By JUSTIN WIER
When the Ohio Auditor’s office approached Angel Carriers LLC of Youngstown for documents related to Medicaid services, managers claimed a fire had destroyed the records.
Auditors returned after learning the fire occurred in the building’s garage, and managers claimed the records were left in the building during its demolition.
The records surfaced when auditors issued a draft report labeling the entire amount reimbursed through Medicaid an overpayment.
“They said, ‘Oh, you mean these records?” Auditor Dave Yost said.
Yost recounted the story at a news conference Tuesday for the release of a report documenting noncompliance in Ohio’s Medicaid program.
The report documents $33.3 million in overpayments to 121 providers over a seven-year period including $458,083 to Angel Carriers from 2011 to 2014 — nearly 98 percent of the amount paid to the provider.
Atty. J. Michael Thompson, who represents Angel Carriers, said the claims reflect record-keeping issues following the fire, not the quality of services his client provides.
“This report raises significant doubts as to whether Angel Carriers will receive due process or a fair hearing,” he said in a statement. “No business should be condemned publicly like this while a case is still pending, as guilty until proven innocent.”
The auditor also found three other Mahoning County providers received $98,024 in overpayments.
Sebring psychologist David W. DeLong received $82,746 in reimbursements the auditor’s office deemed improper from 2008 through 2010.
The reasons included services where the activity documented did not match the service billed, services with no supporting documentation and services where the documentation did not support the time billed.
The Vindicator could not contact Dr.

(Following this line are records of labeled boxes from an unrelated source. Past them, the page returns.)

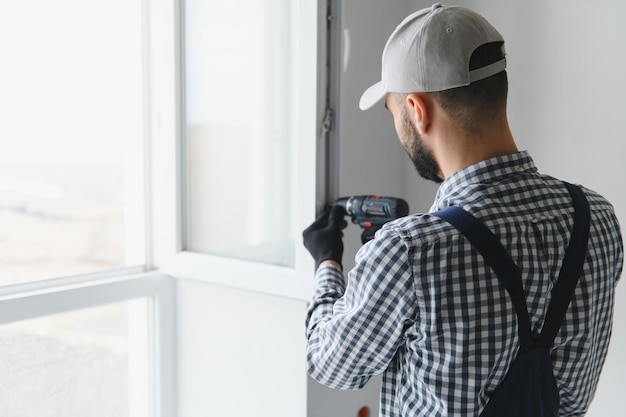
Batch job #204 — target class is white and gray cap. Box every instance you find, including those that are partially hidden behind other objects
[359,4,506,110]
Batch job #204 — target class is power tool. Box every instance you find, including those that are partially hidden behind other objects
[335,195,409,243]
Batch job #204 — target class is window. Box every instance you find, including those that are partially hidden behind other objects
[0,0,175,417]
[183,0,295,266]
[0,299,149,417]
[0,0,144,285]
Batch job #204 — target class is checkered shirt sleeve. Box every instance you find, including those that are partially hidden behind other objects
[306,152,623,417]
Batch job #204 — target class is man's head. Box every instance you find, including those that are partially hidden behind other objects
[359,4,506,110]
[360,4,508,182]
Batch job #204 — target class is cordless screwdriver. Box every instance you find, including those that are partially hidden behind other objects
[335,195,409,243]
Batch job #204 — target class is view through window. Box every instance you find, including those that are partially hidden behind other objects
[0,0,144,285]
[0,0,154,417]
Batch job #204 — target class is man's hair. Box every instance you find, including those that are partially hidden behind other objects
[429,42,508,135]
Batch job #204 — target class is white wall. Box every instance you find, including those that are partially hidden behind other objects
[172,0,626,417]
[309,0,626,417]
[177,280,306,417]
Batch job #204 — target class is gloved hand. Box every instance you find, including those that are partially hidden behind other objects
[302,205,348,269]
[361,224,383,245]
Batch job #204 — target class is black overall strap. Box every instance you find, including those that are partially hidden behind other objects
[537,183,591,347]
[432,183,590,352]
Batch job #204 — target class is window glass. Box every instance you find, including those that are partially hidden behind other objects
[184,0,294,266]
[0,0,144,285]
[0,299,151,417]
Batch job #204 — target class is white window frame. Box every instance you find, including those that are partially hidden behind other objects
[0,269,176,417]
[149,0,321,300]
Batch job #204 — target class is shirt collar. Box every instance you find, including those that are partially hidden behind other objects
[431,151,537,211]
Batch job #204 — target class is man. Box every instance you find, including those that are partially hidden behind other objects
[303,5,623,417]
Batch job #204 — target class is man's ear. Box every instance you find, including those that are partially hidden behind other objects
[406,93,431,135]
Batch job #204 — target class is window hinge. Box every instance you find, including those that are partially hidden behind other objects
[322,107,333,136]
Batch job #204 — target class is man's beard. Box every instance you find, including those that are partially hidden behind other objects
[402,107,443,184]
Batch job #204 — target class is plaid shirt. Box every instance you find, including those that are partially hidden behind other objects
[306,152,623,417]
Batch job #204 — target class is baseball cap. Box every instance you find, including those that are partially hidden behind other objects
[359,4,506,110]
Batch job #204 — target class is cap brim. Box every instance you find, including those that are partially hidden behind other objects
[359,81,387,110]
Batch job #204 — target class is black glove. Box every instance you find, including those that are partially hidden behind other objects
[361,224,383,245]
[302,206,348,269]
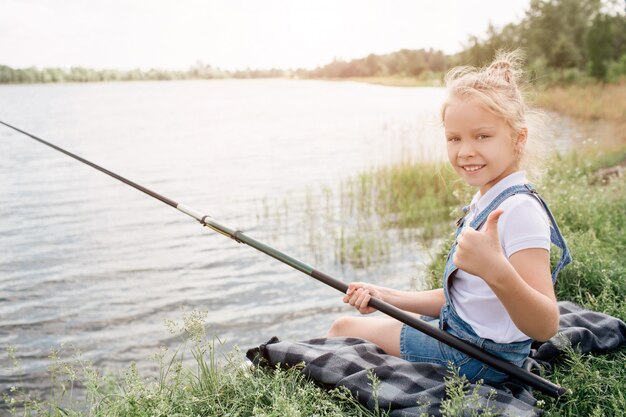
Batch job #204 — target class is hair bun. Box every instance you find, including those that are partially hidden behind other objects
[487,49,524,84]
[489,61,514,83]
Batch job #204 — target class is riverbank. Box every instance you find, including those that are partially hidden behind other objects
[4,141,626,416]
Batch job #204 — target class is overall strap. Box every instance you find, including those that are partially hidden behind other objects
[470,184,572,282]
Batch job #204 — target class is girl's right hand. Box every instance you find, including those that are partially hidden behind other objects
[343,282,383,314]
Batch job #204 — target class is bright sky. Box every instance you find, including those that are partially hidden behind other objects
[0,0,530,70]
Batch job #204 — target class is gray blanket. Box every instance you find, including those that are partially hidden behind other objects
[247,302,626,416]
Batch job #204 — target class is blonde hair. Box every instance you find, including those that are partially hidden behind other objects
[441,49,545,181]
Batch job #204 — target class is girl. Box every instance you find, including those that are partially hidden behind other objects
[328,50,571,382]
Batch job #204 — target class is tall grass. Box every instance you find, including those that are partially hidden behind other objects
[537,80,626,126]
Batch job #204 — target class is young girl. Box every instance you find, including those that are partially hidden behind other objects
[328,50,571,382]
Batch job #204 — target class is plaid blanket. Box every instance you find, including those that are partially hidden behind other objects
[247,302,626,416]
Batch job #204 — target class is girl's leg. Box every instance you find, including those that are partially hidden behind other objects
[327,317,402,357]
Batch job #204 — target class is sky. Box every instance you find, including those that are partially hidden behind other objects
[0,0,530,70]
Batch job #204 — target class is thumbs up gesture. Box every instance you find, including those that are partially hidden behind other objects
[452,209,507,283]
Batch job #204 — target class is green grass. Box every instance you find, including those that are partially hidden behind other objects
[4,145,626,416]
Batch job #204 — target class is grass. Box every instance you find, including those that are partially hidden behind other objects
[4,145,626,417]
[536,79,626,125]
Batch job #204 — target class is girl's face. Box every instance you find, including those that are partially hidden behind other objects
[443,99,527,195]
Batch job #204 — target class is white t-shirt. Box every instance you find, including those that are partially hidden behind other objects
[450,171,550,343]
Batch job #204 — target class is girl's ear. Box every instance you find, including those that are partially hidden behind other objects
[515,127,528,145]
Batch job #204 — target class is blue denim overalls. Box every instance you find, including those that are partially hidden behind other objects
[439,184,572,382]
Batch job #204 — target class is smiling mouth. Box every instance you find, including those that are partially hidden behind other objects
[461,165,485,173]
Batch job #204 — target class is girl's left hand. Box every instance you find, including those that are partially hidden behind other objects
[452,209,508,283]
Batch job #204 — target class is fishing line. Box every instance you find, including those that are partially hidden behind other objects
[0,120,567,398]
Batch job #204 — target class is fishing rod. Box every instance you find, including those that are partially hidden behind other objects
[0,120,567,398]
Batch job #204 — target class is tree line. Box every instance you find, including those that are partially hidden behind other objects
[0,0,626,84]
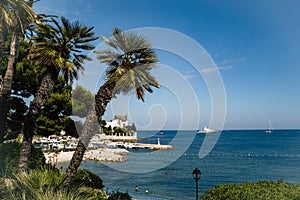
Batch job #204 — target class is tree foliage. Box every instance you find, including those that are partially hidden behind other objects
[37,76,75,136]
[200,181,300,200]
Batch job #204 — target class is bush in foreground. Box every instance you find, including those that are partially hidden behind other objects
[0,142,46,177]
[0,168,107,200]
[200,181,300,200]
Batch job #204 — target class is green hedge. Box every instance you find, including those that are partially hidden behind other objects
[0,142,46,176]
[200,181,300,200]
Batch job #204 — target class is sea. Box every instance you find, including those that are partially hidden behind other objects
[62,130,300,200]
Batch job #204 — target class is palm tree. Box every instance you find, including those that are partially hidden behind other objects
[0,0,35,143]
[18,17,98,172]
[64,29,160,189]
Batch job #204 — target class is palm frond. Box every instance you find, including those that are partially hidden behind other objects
[29,17,98,82]
[94,29,159,101]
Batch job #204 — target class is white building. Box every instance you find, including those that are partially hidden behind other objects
[105,115,128,129]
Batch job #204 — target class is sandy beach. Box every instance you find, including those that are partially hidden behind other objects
[44,148,128,164]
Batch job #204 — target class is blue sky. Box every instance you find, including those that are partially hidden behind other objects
[34,0,300,129]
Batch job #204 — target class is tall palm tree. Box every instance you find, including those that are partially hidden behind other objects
[0,0,35,143]
[64,29,160,189]
[18,17,98,172]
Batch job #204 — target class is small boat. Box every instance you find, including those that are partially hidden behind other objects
[197,126,219,133]
[265,120,274,134]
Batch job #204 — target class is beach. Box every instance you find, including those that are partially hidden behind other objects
[44,148,128,165]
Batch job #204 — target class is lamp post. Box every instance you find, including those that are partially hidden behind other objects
[192,167,201,200]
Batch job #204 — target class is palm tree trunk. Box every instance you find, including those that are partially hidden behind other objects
[18,67,59,173]
[61,81,115,191]
[0,33,20,143]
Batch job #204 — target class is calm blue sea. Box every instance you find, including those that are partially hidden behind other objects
[59,130,300,200]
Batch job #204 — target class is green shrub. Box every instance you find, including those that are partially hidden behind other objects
[108,192,132,200]
[200,181,300,200]
[74,169,103,189]
[0,142,46,177]
[0,168,107,200]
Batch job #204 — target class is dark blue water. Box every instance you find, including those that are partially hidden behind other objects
[59,130,300,200]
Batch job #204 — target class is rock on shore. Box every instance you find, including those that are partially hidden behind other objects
[44,148,128,165]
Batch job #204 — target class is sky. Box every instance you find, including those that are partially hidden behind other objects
[34,0,300,130]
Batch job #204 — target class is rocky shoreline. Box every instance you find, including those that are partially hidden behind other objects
[44,148,129,165]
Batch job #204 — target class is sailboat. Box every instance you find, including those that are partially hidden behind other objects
[265,120,274,134]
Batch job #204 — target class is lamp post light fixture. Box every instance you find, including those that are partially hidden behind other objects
[192,167,201,200]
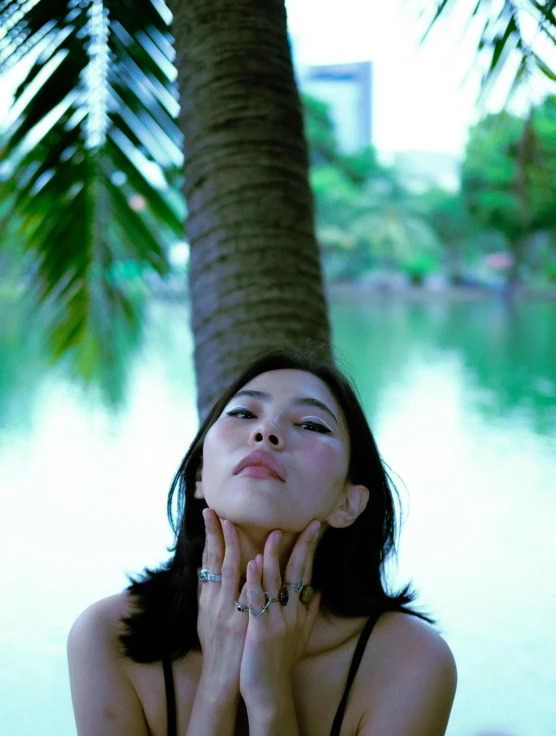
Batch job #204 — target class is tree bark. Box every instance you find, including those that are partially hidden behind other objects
[169,0,330,417]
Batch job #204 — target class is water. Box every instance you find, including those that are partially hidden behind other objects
[0,299,556,736]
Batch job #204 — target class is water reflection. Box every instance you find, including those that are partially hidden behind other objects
[333,300,556,435]
[0,302,556,736]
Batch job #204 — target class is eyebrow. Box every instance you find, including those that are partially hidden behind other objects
[232,388,340,426]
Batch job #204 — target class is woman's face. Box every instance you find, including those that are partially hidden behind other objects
[198,369,349,532]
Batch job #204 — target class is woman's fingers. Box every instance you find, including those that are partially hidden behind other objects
[221,519,240,599]
[203,509,224,575]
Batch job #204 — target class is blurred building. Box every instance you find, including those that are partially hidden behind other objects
[297,61,372,153]
[391,151,461,194]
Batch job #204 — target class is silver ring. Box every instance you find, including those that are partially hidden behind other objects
[284,578,305,593]
[245,590,284,618]
[199,568,222,583]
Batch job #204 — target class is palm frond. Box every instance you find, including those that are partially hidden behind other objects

DeLong.
Summit Academy Youngstown received $14,663 in improper reimbursements from 2011 to 2013, according to auditor’s reports.
The charter school billed for services for students who were absent or not enrolled on the dates of service.
At the time, Summit’s interim CEO told The Vindicator the overpayments resulted from clerical errors and the company intended to refund the payments.
Finally, Homecare with Heart LLC of Boardman received $614 in improper payments between 2009 and 2011, according to the report.
Those resulted from services in which a physician did not sign the plan of care and others where documentation did not support the paid service.
Vicki Lee, who manages compliance for the company, said the organization is very diligent about meeting requirements, but there are a lot of moving parts.
“We corrected [the error], and now we continue to try to do better,” she said.
Home health care providers and transportation providers accounted for 86 percent of improper payments, Yost said, despite making up 30 percent of Medicaid providers.
The majority arise from failure to maintain complete documentation, services provided by unqualified employees and a lack of service authorization from a physician.
The auditor said 60 providers have paid only $1.9 million of $19 million in findings against them and advocated for legislation to help mitigate that problem.
Senate Bill 218, introduced by Peggy Lehner of Kettering, R-6th, would require Medicaid providers to obtain a surety bond. It would also require providers to complete certification before they receive payments.
“The idea that you can catch up on your certifications and we’ll pay you in the meantime is a profoundly stupid idea,” Yost said. “This bill would fix that bass ackwards approach.”